There were a few reasons a 350 pounder with elite athleticism managed to get passed over for 7 rounds of the NFL draft. The biggest red flag is the fact that he was suspended 4 separate times in college for weed related transgressions. Williams also has had issues keeping his weight at a manageable level, he was much more effective his sophomore year at 330 than at 350 his senior year. Lastly, his play was inconsistent; Williams dominated against ranked teams like Virginia Tech and North Carolina, but was invisible against weak teams like Tulane and Tulsa. For Williams to be an effective NFL player he will need to stay out of trouble, keep his weight under control, and give a consistent effort every week. There are a lot of things that need to go right for Williams to make it, but the talent is there for him to do so and the Bears risked nothing signing him to a minimum rookie deal.
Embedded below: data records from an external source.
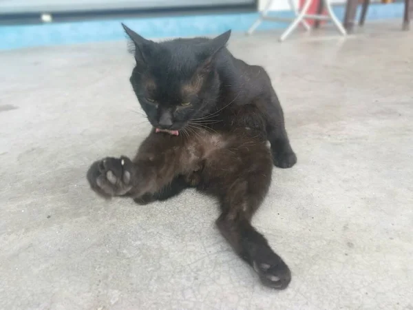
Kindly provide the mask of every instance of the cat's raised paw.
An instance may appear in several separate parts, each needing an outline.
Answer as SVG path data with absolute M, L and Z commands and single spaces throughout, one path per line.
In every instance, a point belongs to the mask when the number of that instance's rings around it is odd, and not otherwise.
M 272 152 L 273 162 L 279 168 L 290 168 L 297 163 L 297 156 L 293 152 Z
M 125 195 L 131 188 L 132 165 L 125 156 L 107 157 L 90 166 L 87 180 L 92 189 L 104 197 Z
M 264 285 L 276 289 L 284 289 L 291 281 L 291 272 L 281 258 L 255 260 L 253 267 Z

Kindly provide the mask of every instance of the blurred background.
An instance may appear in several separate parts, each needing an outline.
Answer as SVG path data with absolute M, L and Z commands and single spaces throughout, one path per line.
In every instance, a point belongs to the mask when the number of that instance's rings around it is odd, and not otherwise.
M 299 8 L 305 3 L 304 0 L 291 1 Z M 124 37 L 118 27 L 120 21 L 127 23 L 142 35 L 153 38 L 209 35 L 229 28 L 235 32 L 245 32 L 257 19 L 259 12 L 269 2 L 270 15 L 291 17 L 291 1 L 1 0 L 0 48 L 122 39 Z M 333 5 L 338 19 L 345 21 L 350 2 L 355 2 L 357 5 L 357 2 L 366 1 L 332 0 L 329 2 Z M 325 12 L 319 0 L 310 2 L 308 13 Z M 367 12 L 367 20 L 400 18 L 403 14 L 403 0 L 372 2 Z M 357 17 L 361 10 L 358 8 Z M 350 10 L 352 11 L 351 8 Z M 354 11 L 350 14 L 355 14 Z M 286 23 L 265 22 L 257 30 L 281 29 L 286 25 Z

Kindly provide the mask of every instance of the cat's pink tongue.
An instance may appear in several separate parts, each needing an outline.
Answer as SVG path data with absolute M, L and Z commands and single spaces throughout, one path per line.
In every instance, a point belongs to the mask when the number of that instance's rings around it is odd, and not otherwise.
M 173 136 L 178 136 L 179 134 L 179 132 L 178 130 L 161 130 L 159 128 L 155 128 L 155 132 L 166 132 L 167 134 L 172 134 Z

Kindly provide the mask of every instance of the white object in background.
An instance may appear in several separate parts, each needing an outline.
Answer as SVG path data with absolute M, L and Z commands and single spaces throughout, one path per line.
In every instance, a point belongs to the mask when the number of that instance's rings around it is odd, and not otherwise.
M 280 42 L 284 41 L 287 37 L 297 28 L 299 23 L 301 23 L 306 30 L 310 30 L 310 26 L 306 22 L 304 19 L 317 19 L 320 21 L 332 21 L 334 25 L 336 26 L 339 32 L 343 36 L 347 34 L 347 32 L 343 25 L 337 17 L 334 14 L 332 11 L 332 8 L 331 8 L 331 3 L 330 0 L 321 0 L 324 2 L 326 8 L 327 9 L 327 12 L 328 16 L 324 16 L 321 14 L 306 14 L 310 8 L 310 6 L 311 5 L 311 2 L 313 0 L 306 0 L 304 4 L 303 5 L 303 8 L 301 11 L 299 12 L 297 10 L 297 7 L 295 6 L 295 0 L 289 0 L 288 3 L 290 5 L 290 8 L 294 12 L 295 14 L 295 18 L 293 20 L 291 19 L 281 19 L 277 17 L 269 17 L 268 14 L 269 11 L 273 8 L 275 1 L 278 1 L 279 0 L 268 0 L 266 3 L 266 6 L 262 12 L 261 12 L 260 17 L 254 22 L 253 25 L 248 29 L 247 34 L 252 34 L 255 29 L 264 21 L 292 21 L 290 25 L 287 28 L 287 29 L 283 32 L 281 37 L 279 39 Z
M 51 14 L 43 13 L 40 15 L 40 19 L 41 19 L 41 21 L 43 23 L 51 23 L 53 21 L 53 17 Z

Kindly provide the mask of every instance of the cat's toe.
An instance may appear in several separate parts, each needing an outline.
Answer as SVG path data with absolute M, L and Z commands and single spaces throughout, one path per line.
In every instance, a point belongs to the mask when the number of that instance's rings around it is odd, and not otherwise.
M 286 289 L 291 281 L 291 272 L 281 259 L 254 261 L 253 267 L 264 285 L 276 289 Z
M 125 195 L 131 189 L 131 166 L 127 157 L 107 157 L 90 166 L 87 180 L 92 189 L 104 197 Z
M 273 151 L 273 161 L 279 168 L 290 168 L 297 163 L 297 156 L 293 152 Z

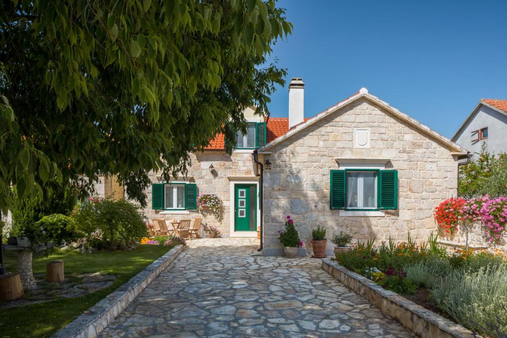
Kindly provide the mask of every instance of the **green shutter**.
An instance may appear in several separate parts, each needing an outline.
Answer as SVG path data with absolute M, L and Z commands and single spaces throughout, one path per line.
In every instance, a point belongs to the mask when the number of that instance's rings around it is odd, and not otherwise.
M 380 170 L 380 209 L 395 210 L 398 208 L 398 171 Z
M 345 171 L 331 170 L 331 176 L 330 204 L 331 209 L 345 209 Z
M 185 184 L 185 209 L 193 210 L 197 208 L 197 186 L 195 183 Z
M 152 209 L 156 210 L 164 208 L 164 183 L 152 184 Z
M 256 146 L 258 148 L 266 144 L 266 122 L 258 122 L 256 124 Z

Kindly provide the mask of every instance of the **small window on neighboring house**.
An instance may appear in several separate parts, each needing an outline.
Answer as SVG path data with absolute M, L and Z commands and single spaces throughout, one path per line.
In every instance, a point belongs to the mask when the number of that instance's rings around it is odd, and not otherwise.
M 488 128 L 482 128 L 472 132 L 472 142 L 479 142 L 488 138 Z
M 246 135 L 236 133 L 236 149 L 255 149 L 266 144 L 266 122 L 248 123 Z
M 152 209 L 154 210 L 195 210 L 197 187 L 185 182 L 154 183 L 152 184 Z
M 379 169 L 331 171 L 332 209 L 364 211 L 398 208 L 398 172 Z

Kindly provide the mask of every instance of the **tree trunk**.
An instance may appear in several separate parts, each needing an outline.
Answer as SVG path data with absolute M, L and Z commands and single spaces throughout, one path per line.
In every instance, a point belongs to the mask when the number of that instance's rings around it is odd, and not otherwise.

With the Bears transitioning to a 3-4 scheme, they need a few nose tackles who can occupy blockers in the middle of the line and free up the linebackers to make plays. The Bears used a 2nd round pick on NT Eddie Goldman who is projected to be the starter, but they have little depth behind Goldman at the position. Veteran DT Jay Ratliff doesn’t have the bulk to be a 2-gap player inside and would be better off at the RE (Justin Smith) position in Fangio’s scheme. 2014’s 2nd round pick Ego Ferguson could bulk up a little and play NT, but he had trouble with double teams as a rookie, ending up on his ass way too often. Ferguson may be a better fit as a 5-tech DE, which would leave a spot open for Williams as a backup NT. Playing limited snaps in a rotation may be the best fit for Williams, allowing him to go all out in short bursts and use his surprising quickness to disrupt interior blockers. If he can keep himself out of trouble, his weight around 335, and his effort level consistent… Williams could be a factor inside and significantly improve the Bears run defense.